Here’s an excerpt of a letter from Ms. Kiesling to John W. Magaw, Under Secretary of Transportation for Transportation Security, the person who runs TSA:

 

“I passed through the security barrier at Sacramento International Airport on my way home to Chicago after a business trip. I removed my laptop computer from my bag, placed both on the conveyor and proceeded through the metal detector. Having forgotten that I had 95 cents change in my pants pocket, I removed the change and went through the metal detector a second (and a third) time without a single beep. Nonetheless, the security officials (following a FAA policy) insisted that I be hand wanded. Because both my husband and I have had several instances in the past months of people walking away with our computers, I retrieved my bag and computer on my way to the wanding area. I informed the security agent I thought this policy was ridiculous, and asked to speak to the security manager…They informed me in no uncertain terms that I could speak with a manager, and that they were simply following FAA policy, and that not only did I have to be hand wanded, but that my bag and computer had to be re-screened because I had retrieved them.

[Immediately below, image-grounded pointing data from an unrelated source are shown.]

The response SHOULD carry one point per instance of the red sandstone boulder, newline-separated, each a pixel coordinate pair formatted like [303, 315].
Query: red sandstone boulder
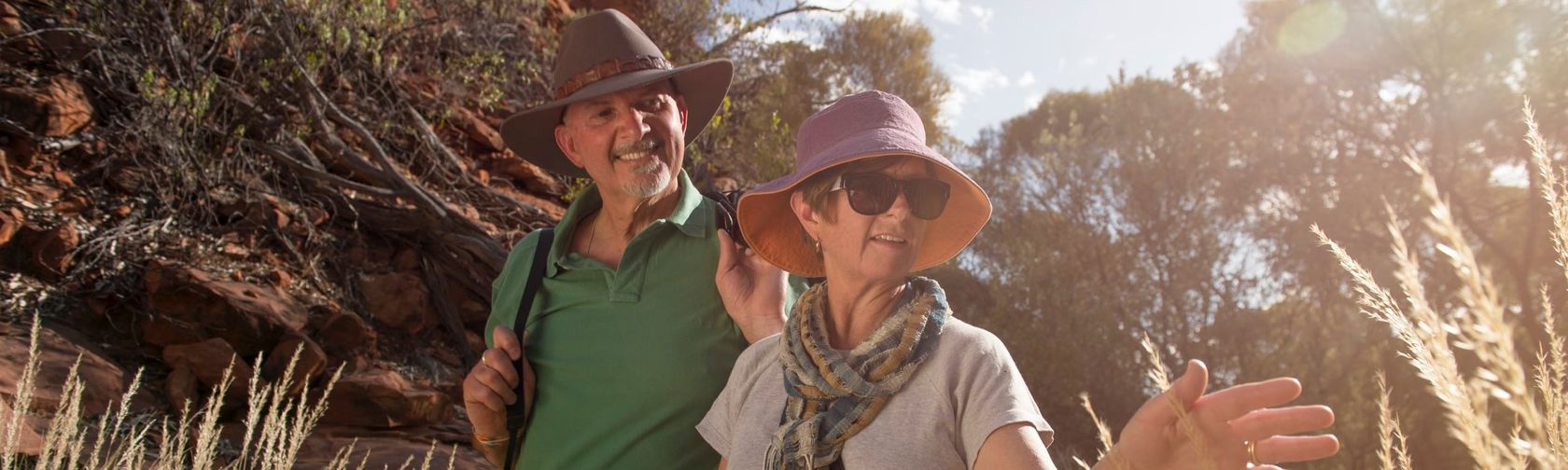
[207, 361]
[27, 440]
[309, 364]
[387, 449]
[190, 303]
[532, 177]
[383, 398]
[400, 299]
[477, 131]
[345, 338]
[57, 108]
[59, 348]
[43, 253]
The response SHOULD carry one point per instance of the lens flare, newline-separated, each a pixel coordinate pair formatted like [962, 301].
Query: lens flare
[1311, 29]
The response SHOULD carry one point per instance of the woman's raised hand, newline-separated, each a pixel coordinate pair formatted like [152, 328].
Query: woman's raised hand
[1235, 428]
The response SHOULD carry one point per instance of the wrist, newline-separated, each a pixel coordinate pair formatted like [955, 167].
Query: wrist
[1115, 460]
[490, 440]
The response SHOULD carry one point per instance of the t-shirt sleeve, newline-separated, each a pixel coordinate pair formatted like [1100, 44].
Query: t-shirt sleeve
[719, 425]
[991, 394]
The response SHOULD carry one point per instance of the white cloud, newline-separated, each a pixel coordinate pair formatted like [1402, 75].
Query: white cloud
[772, 35]
[982, 14]
[1032, 101]
[977, 80]
[945, 9]
[952, 108]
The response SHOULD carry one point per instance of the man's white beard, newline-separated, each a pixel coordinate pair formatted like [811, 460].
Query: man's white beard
[643, 187]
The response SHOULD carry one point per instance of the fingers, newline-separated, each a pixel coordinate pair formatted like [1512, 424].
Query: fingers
[1190, 386]
[1161, 411]
[488, 387]
[509, 342]
[1236, 401]
[1297, 449]
[496, 361]
[484, 396]
[725, 251]
[1284, 421]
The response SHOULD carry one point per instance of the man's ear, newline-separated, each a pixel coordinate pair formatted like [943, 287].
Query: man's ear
[568, 145]
[805, 215]
[680, 107]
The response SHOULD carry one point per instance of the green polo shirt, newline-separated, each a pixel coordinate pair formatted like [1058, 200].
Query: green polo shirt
[629, 359]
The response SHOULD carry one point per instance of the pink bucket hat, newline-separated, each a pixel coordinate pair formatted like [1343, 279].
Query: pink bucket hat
[857, 127]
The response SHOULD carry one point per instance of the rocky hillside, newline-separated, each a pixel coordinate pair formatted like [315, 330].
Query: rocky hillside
[189, 184]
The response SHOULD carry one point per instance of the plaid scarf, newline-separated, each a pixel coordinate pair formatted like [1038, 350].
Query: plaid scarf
[834, 395]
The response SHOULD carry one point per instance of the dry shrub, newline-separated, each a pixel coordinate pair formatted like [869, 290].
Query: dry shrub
[1482, 326]
[274, 430]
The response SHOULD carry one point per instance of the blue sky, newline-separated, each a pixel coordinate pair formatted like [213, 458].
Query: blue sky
[1002, 55]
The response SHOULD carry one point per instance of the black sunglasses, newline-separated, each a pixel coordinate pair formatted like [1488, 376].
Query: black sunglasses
[872, 193]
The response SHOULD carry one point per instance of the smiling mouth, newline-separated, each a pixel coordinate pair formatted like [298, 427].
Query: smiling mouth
[889, 239]
[637, 151]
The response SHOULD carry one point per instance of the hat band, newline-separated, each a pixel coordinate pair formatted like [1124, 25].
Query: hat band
[610, 68]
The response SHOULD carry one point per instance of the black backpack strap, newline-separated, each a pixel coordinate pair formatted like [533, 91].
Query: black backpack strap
[518, 414]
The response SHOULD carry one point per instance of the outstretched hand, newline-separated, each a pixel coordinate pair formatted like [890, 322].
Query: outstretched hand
[1224, 422]
[751, 288]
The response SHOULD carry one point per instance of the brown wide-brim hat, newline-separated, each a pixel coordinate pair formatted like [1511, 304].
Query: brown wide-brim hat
[602, 53]
[858, 127]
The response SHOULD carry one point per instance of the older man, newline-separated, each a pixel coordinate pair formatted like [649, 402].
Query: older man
[629, 338]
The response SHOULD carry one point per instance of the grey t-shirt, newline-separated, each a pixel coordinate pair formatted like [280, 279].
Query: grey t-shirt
[966, 389]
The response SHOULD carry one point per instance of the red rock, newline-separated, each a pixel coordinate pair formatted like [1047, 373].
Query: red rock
[234, 249]
[27, 440]
[279, 279]
[182, 387]
[382, 398]
[406, 260]
[71, 205]
[9, 21]
[59, 108]
[8, 225]
[248, 317]
[400, 299]
[207, 361]
[59, 348]
[387, 449]
[44, 253]
[532, 177]
[315, 215]
[127, 179]
[347, 333]
[309, 364]
[477, 131]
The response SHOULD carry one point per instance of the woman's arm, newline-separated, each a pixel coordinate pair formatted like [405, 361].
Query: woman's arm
[1220, 425]
[1012, 447]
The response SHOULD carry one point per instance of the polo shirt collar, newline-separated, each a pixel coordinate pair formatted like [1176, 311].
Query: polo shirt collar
[686, 218]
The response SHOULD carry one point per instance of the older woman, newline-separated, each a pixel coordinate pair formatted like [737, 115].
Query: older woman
[875, 372]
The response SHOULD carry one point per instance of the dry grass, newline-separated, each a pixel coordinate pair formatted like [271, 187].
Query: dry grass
[276, 426]
[1482, 326]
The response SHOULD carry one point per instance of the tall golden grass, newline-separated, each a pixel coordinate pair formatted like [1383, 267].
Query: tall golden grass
[1482, 326]
[1537, 408]
[276, 425]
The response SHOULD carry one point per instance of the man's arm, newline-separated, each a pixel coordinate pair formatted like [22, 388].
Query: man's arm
[751, 288]
[490, 387]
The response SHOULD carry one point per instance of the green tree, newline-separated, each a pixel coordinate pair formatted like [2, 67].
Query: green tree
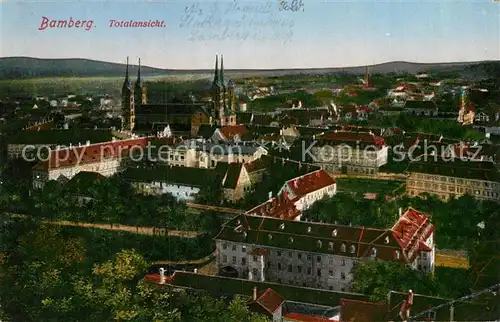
[378, 278]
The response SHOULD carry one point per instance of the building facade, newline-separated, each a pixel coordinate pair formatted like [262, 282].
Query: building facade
[454, 178]
[349, 152]
[103, 158]
[319, 255]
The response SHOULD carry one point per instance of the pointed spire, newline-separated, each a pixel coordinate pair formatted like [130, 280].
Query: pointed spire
[216, 74]
[222, 70]
[126, 83]
[138, 82]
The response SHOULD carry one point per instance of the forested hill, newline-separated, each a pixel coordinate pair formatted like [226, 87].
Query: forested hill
[27, 67]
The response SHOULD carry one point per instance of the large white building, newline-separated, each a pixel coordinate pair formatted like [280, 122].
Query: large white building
[319, 255]
[103, 158]
[354, 152]
[205, 154]
[297, 195]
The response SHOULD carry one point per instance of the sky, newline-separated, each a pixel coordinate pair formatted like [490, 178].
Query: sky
[256, 34]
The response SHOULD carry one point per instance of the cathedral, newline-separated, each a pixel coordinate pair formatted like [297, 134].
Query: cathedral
[139, 116]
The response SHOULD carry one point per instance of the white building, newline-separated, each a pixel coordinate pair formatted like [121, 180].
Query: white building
[318, 255]
[297, 195]
[352, 152]
[103, 158]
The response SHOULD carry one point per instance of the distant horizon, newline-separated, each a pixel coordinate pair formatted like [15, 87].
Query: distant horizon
[253, 35]
[254, 69]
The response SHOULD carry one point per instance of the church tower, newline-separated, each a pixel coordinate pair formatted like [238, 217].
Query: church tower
[140, 89]
[128, 105]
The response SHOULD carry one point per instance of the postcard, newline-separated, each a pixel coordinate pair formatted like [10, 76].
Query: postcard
[249, 160]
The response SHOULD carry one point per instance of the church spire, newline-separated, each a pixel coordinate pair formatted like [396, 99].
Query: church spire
[126, 83]
[216, 74]
[138, 82]
[222, 70]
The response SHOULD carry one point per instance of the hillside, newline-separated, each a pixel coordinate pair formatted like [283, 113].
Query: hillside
[26, 67]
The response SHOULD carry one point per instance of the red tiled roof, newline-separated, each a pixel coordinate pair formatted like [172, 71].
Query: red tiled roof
[299, 317]
[310, 182]
[88, 154]
[269, 300]
[365, 137]
[411, 230]
[230, 131]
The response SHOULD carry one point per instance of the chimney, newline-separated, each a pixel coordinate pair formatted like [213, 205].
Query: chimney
[162, 275]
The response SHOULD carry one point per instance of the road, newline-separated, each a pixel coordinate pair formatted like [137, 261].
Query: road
[152, 231]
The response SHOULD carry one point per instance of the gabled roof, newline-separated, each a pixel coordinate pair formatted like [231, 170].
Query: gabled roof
[184, 176]
[92, 153]
[230, 132]
[456, 167]
[326, 238]
[269, 300]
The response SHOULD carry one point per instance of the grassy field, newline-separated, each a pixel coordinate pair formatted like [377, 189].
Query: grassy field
[361, 185]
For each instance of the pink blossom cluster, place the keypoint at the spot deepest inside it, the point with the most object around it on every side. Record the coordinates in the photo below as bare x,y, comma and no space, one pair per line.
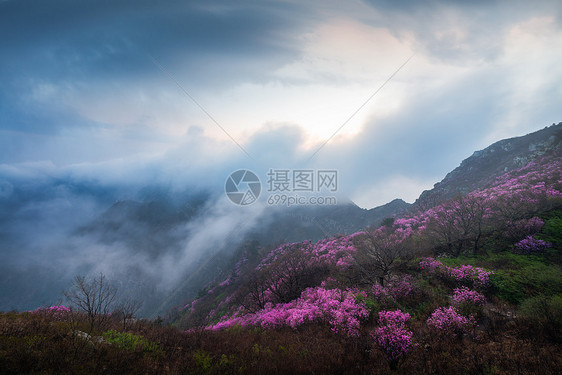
464,295
395,288
463,274
337,307
448,320
530,245
56,312
391,334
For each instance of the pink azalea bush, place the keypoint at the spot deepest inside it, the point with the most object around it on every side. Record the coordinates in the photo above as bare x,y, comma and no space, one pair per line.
530,245
464,295
391,334
463,274
337,307
448,320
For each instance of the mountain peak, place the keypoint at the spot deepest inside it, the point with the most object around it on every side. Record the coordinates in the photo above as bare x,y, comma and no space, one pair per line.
485,165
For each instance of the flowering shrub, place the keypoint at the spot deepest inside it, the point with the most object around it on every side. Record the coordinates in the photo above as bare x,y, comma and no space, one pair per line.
431,265
530,245
56,312
392,335
337,307
464,295
449,321
396,289
463,274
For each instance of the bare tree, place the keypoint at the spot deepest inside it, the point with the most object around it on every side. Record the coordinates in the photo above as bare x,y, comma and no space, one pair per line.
126,310
94,297
379,252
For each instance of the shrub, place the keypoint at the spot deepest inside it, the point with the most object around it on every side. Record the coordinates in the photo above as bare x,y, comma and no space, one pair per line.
544,314
392,335
530,245
448,320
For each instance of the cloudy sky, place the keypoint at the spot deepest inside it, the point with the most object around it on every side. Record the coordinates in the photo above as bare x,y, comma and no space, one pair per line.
132,91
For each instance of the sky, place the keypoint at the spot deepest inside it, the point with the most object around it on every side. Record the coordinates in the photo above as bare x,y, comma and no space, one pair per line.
184,92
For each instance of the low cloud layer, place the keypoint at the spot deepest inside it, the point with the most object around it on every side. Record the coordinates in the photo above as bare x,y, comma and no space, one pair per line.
91,112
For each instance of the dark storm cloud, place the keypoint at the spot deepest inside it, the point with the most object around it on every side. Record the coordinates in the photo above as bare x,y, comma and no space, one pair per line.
80,45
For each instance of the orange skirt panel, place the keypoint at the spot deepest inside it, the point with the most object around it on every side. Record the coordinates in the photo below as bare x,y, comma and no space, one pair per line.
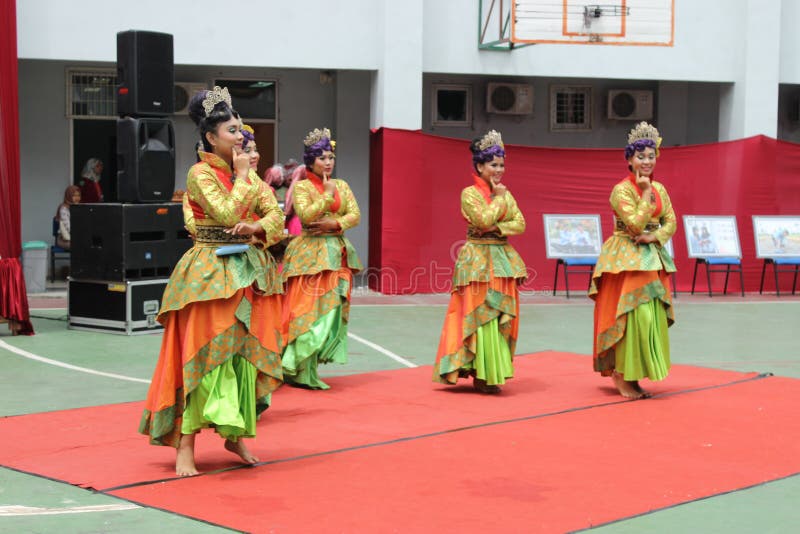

Again, I informed them that I considered this to be one of the most ridiculous of the ‘security’ measures implemented, while standing there with my arms outstretched waiting to be wanded. At that point, an aggressive deputy…of the Sacramento County Sheriff’s Department walked over to me and confronted me, having decided for himself that I must be a security threat. He thrust his face in front of mine and said, with an incredibly confrontational tone, ‘Are you okay to fly?’ At first, I did not understand what he meant, but he continued to berate me in an extremely aggressive and belligerent posture, stating that if I was ‘willing to make such a scene in front of so many witnesses’ that I clearly was not in a fit mental state to step on a plane. He then repeatedly threatened me with his power to go to Southwest and tell them not to let me on the plane, asking me ‘do you want to get home tonight?’”

 

Ms. Kiesling ended her letter by writing, “I travel extensively for work, but this is the final straw. I will go out of my way to avoid ever having to step on a plane again, to the extent that is humanly possible, and I am not alone.”

 

Indeed, she’s not. As more and more fliers like Ms. Kiesling stay home (telecommuting, driving, or crawling to their destination) the recovery of the US airline industry is left turning in the wind. Kiesling and fellow fliers are precisely the high-yield passengers that carriers must have to keep operating.